Marcelo Menna Barreto escreveu:
Para o professor da PUCRS, Rodrigo Ghiringhelli de Azevedo, a ideia de um apagão na segurança pública é alarmista. Ele reconhece que as demandas corporativas dos policiais são legitimas, porém contemplam uma visão parcial da questão.
“Na minha opinião, de maneira geral, o Rio Grande do Sul evoluiu em matéria de política de segurança pública na gestão Leite, em relação ao período anterior, que foi um período catastrófico. O governo, tanto no primeiro mandato quanto, agora, no segundo, não tem trabalhado numa linha de populismo punitivo, ao contrário, tem trabalhado em cima de evidências e tem feito uma política de segurança com base em resultados. Isso tem sido interessante”, avalia Azevedo.“A questão da forma como o governo lida com as demandas corporativas é sempre um tema tenso, mas não houve atraso no pagamento de salários, enfim, e tem havido concursos. Agora mesmo foi aberto”, conclui.

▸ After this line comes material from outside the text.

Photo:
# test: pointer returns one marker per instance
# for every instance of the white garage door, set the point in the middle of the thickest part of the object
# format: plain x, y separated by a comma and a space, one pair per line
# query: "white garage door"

Fábio Castro, da Ugeirm, concorda com a chamada evolução apontada por Azevedo, mas credita boa parte aos policiais e evidencia sua preocupação com políticas de retenção do efetivo. Em contraponto ao professor, ele relata situações preocupantes.
Por exemplo, 71 municípios gaúchos operam delegacias com apenas um policial. “Se ele sair de férias, tem que buscar outro em outra localidade ou fechar a delegacia”, relata o dirigente ao lembrar que já há proposta da Ugeirm de fechar essas repartições que se localizam em pequenas cidades e agrupá-las em polos regionais. “Mas, aí é aquela história. Compra-se briga com os prefeitos, com os vereadores”, ressalva.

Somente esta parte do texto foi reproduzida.